Ebenso macht jedoch Uschi Kochs eigener Stil, genau den Moment der Haltung abzupassen, bevor eine Handlung gegenständlich wird, die Besonderheit ihrer Werke aus. Die Figuren bleiben eindrücklich, aber nahbar. Dabei arbeitet sie in den Gesichtern und Oberkörpern beinahe ohne verzerrte, grimassierende Haltungen: „Eine Skulptur ist Ausdruck des Bleibenden, dessen, was ist“, erklärt die Bildhauerin. „Grimassen sind oft zu stark für die Präsenz dieser Kunstform.“

Steigt man die Stufen von Kochs Atelier hinab, so findet man sich in den Räumlichkeiten des Holzbildhauers Volker Tiemann und der auch malerisch und grafisch arbeitenden Nana Schulz wieder. Beide absolvierten mit der Frau im Dachzimmer das Bildhauerstudium an der Kieler MuthesiusHochschule, die Ateliergemeinschaft währt seit 2002. „Es ist ein intensives Arbeiten, wir sind phasenweise alle parallel täglich hier“, sagt Uschi Koch. Kunst erschaffen in der Klausur eines Einzelateliers, das liegt ihr nicht. Zugänge zur Kunst zu bieten, das ist der gelernten Erzieherin wichtig: Koch arbeitet auch als Museumspädagogin im Auftrag der Kieler Stadtgalerie, hat immer wieder auf längeren Reisen die Wirkung von Kunst in der Welt und auf die Welt ergründet. Etwa in Nicaragua mit einer Dokumentation über Wandmalerei oder in fünf Monaten als Stipendiatin der Ludwigstiftung auf Kuba. „Kunst wirkt auf den Einzelnen, auch auf einem Hochschulcampus“, ist sich Uschi Koch sicher. „Und wenn es nur ein Werk ist, das dem Passierenden immer wieder eine kleine aufmerksame Begegnung entlockt, so ist es stimmig“, findet die Künstlerin.

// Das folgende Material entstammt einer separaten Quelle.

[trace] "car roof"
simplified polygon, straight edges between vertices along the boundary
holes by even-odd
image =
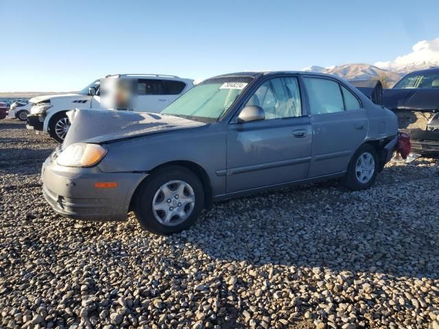
[[[423,69],[422,70],[414,71],[408,74],[412,73],[439,73],[439,66],[431,66],[428,69]]]
[[[219,77],[257,77],[259,76],[267,76],[267,75],[278,75],[282,74],[303,74],[303,75],[317,75],[317,76],[322,76],[322,77],[338,77],[337,75],[334,75],[332,74],[327,73],[320,73],[318,72],[308,72],[305,71],[251,71],[251,72],[236,72],[234,73],[227,73],[222,74],[221,75],[217,75],[215,77],[209,77],[206,79],[206,80],[210,79],[215,79]]]
[[[117,73],[117,74],[109,74],[106,75],[105,77],[146,77],[148,79],[159,79],[159,78],[165,78],[165,79],[178,79],[180,80],[187,80],[187,81],[193,81],[192,79],[187,79],[184,77],[180,77],[176,75],[168,75],[167,74],[156,74],[156,73]]]

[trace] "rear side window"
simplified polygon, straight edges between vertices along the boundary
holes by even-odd
[[[165,94],[162,80],[152,79],[139,79],[137,92],[139,95]]]
[[[343,97],[344,97],[344,106],[346,111],[358,110],[361,107],[357,97],[343,86],[342,86],[342,92],[343,93]]]
[[[178,95],[185,87],[186,84],[181,81],[173,81],[173,80],[162,80],[163,85],[165,86],[165,90],[167,95]]]
[[[327,114],[344,111],[338,83],[327,79],[305,77],[311,114]]]

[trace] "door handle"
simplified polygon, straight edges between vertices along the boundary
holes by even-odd
[[[293,132],[293,135],[294,137],[297,137],[298,138],[302,138],[307,136],[306,130],[294,130]]]

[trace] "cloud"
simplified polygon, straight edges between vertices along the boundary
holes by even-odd
[[[403,71],[414,64],[424,64],[425,67],[439,65],[439,38],[419,41],[412,49],[413,51],[394,60],[377,62],[374,65],[394,71]]]

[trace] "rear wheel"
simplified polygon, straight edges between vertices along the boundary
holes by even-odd
[[[27,120],[27,114],[29,114],[29,112],[26,111],[25,110],[22,110],[17,112],[15,116],[16,117],[16,119],[18,119],[21,121],[25,121],[26,120]]]
[[[375,149],[368,144],[361,145],[351,160],[344,178],[344,185],[351,190],[364,190],[375,182],[379,159]]]
[[[162,235],[188,228],[204,204],[201,182],[192,171],[179,166],[153,173],[134,197],[134,210],[142,228]]]
[[[70,129],[70,121],[64,112],[55,114],[49,123],[50,136],[58,143],[62,143]]]

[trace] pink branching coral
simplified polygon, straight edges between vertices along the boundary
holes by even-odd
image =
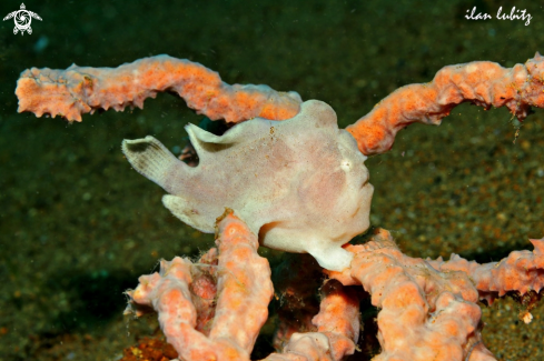
[[[523,120],[531,107],[544,107],[543,68],[538,53],[512,69],[487,61],[446,67],[427,84],[393,92],[347,130],[323,102],[228,86],[200,64],[166,56],[117,69],[27,70],[16,93],[19,111],[80,121],[82,113],[142,107],[145,98],[174,90],[212,120],[240,122],[220,136],[189,126],[199,157],[191,167],[152,137],[123,142],[133,168],[169,193],[164,203],[175,215],[216,230],[217,248],[199,261],[162,261],[160,272],[128,291],[128,311],[156,311],[180,359],[249,360],[274,294],[268,262],[257,254],[266,245],[315,259],[294,255],[275,272],[287,307],[278,312],[279,353],[267,360],[353,354],[359,301],[369,295],[380,310],[375,360],[477,361],[495,359],[482,342],[476,302],[514,293],[531,308],[544,288],[544,239],[531,240],[532,252],[486,264],[455,254],[407,257],[385,230],[350,244],[369,225],[373,188],[363,154],[387,151],[413,122],[438,124],[461,102],[506,106]]]

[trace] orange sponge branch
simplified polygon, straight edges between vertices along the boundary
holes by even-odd
[[[145,99],[162,91],[178,93],[197,113],[227,122],[255,117],[289,119],[301,103],[297,92],[278,92],[268,86],[229,86],[199,63],[168,56],[144,58],[118,68],[73,64],[66,70],[28,69],[17,82],[16,94],[19,112],[79,122],[81,114],[97,109],[144,108]]]
[[[531,107],[544,107],[543,84],[540,53],[511,69],[491,61],[444,67],[429,83],[397,89],[346,130],[364,154],[379,154],[393,147],[400,129],[415,122],[438,126],[462,102],[485,109],[506,106],[524,120]]]

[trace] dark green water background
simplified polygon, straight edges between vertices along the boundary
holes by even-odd
[[[122,139],[147,134],[182,147],[198,122],[160,94],[144,110],[61,119],[17,113],[19,73],[71,63],[117,67],[168,53],[228,83],[266,83],[328,102],[345,127],[396,88],[443,66],[492,60],[512,67],[544,51],[533,17],[497,20],[512,1],[29,1],[31,36],[0,23],[0,360],[116,360],[151,334],[152,319],[123,319],[122,291],[160,258],[198,254],[212,238],[175,219],[164,193],[137,174]],[[2,1],[2,17],[19,9]],[[464,19],[466,10],[494,17]],[[41,40],[40,40],[41,39]],[[47,41],[40,49],[37,44]],[[544,111],[513,143],[505,109],[461,106],[441,127],[412,126],[393,151],[367,161],[372,222],[411,255],[498,260],[544,235]],[[276,257],[276,253],[264,251]],[[544,360],[544,311],[525,325],[510,301],[484,311],[484,339],[501,360]],[[358,354],[359,360],[368,357]]]

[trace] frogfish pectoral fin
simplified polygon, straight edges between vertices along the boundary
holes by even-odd
[[[212,233],[215,231],[215,218],[200,211],[197,208],[197,204],[192,204],[189,199],[185,199],[180,195],[167,194],[162,197],[162,204],[165,204],[174,215],[179,218],[181,222],[205,233]]]
[[[175,192],[176,184],[187,178],[189,167],[151,136],[144,139],[125,139],[121,150],[136,171],[169,193]]]

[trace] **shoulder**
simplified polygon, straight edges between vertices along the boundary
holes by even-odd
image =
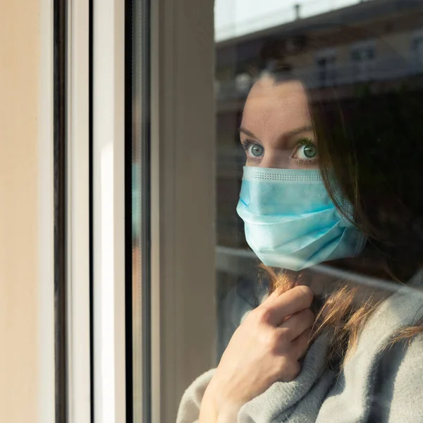
[[[179,404],[176,423],[198,421],[203,396],[215,371],[212,369],[197,377],[185,391]]]
[[[381,360],[381,402],[388,422],[423,422],[423,333],[396,343]]]

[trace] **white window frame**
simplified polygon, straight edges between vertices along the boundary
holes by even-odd
[[[68,418],[91,422],[89,1],[68,4]]]
[[[152,422],[166,423],[216,364],[214,1],[151,6]]]
[[[125,422],[125,2],[94,0],[94,410]]]
[[[37,422],[55,422],[54,241],[54,23],[53,1],[42,0],[39,16],[39,359]],[[35,395],[35,393],[34,393]]]
[[[126,418],[125,2],[94,0],[93,393],[87,3],[69,4],[69,421],[90,422],[92,398],[96,421],[120,423]],[[214,13],[210,0],[154,0],[151,7],[152,422],[164,423],[174,421],[192,381],[216,364]]]

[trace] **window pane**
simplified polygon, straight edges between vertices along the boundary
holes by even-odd
[[[171,18],[159,8],[175,35],[166,36],[164,24],[152,28],[152,63],[171,66],[163,74],[157,66],[151,80],[149,56],[140,53],[150,46],[148,32],[134,36],[136,421],[153,415],[156,394],[162,415],[173,416],[164,407],[177,407],[187,388],[179,423],[197,421],[200,410],[202,420],[255,422],[417,422],[423,415],[414,388],[423,380],[423,6],[280,4],[216,0],[214,80],[202,73],[199,47],[212,47],[209,32],[184,32],[180,23],[207,29],[207,13],[197,25],[195,13]],[[199,90],[212,86],[214,98]],[[151,109],[166,135],[157,136],[159,145],[154,137],[149,144],[146,130],[149,87],[159,93]],[[209,123],[202,119],[212,102],[216,154],[204,153],[213,150],[210,128],[197,130]],[[158,170],[149,168],[148,147]],[[207,190],[211,163],[215,192]],[[157,190],[157,215],[149,188]],[[212,209],[216,203],[215,221],[207,202]],[[215,238],[199,235],[214,224]],[[150,240],[159,245],[154,259]],[[203,251],[216,253],[212,281]],[[151,276],[152,263],[166,279]],[[194,368],[207,372],[181,388]]]
[[[216,4],[220,362],[180,422],[422,415],[422,6],[280,4]]]

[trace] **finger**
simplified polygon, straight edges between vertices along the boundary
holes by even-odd
[[[271,302],[263,303],[256,310],[265,323],[278,326],[288,316],[309,308],[312,300],[312,290],[301,285],[274,298]]]
[[[286,339],[293,341],[305,331],[312,327],[314,322],[314,314],[309,308],[305,309],[290,316],[278,328],[283,333]]]
[[[310,329],[306,329],[300,335],[300,336],[291,341],[291,348],[293,357],[300,359],[305,354],[311,333],[312,331]]]

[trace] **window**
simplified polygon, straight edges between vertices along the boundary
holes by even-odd
[[[262,5],[233,0],[214,26],[207,0],[107,1],[94,25],[97,415],[192,423],[222,403],[228,421],[411,423],[423,109],[403,56],[422,6],[303,1],[260,20]]]
[[[372,79],[375,59],[374,40],[360,42],[351,47],[351,61],[355,80],[367,81]]]
[[[319,52],[316,56],[318,80],[321,86],[333,85],[336,82],[336,53],[330,49]]]

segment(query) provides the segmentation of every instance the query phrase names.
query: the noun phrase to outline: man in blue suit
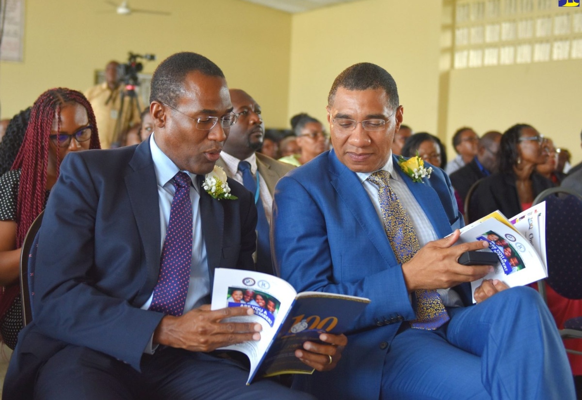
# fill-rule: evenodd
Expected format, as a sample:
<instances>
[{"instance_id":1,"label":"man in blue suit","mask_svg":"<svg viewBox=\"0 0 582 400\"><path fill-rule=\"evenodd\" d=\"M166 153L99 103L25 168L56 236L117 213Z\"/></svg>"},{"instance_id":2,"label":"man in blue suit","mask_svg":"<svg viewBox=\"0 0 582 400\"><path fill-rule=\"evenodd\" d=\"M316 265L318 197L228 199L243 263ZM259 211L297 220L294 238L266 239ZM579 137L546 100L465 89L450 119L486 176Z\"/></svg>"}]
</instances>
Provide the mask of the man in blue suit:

Uschi Koch selbst entschloss sich 2015, nach einem intensiven Begegnungs- und Schaffensjahr, kleinteiliger und schneller zu arbeiten. So entstand eine Reihe gebrannter und gewachster Keramiken, großteils orientiert an der figürlichen Malerei von Hieronymus Bosch. Die Künstlerin präsentiert sie frei von reliquienhafter Schwere, in ihren Ausstellungen gänzlich neutral auf weißer Wand. Kunst soll einladen zur Begegnung mit dem Werk und sich selbst, findet sie: „Ich brauche nichts zu erklären“. Das ist für sie der Vorteil, den die Kunst gegenüber der Wissenschaft hat: „Wir müssen keine Beweisführung tätigen. Aber was wir machen, ist ähnlich.“ Kunst und Wissenschaft, sie forschten an denselben Fragen: „Warum sind wir Mensch, unter was für Einflüssen stehen wir? Was ist unser Daseinssinn, was umgibt uns?“ Große Fragen, auf die Uschi Koch mit ihrem Schaffen eine feine, konzentrierte Antwort gibt.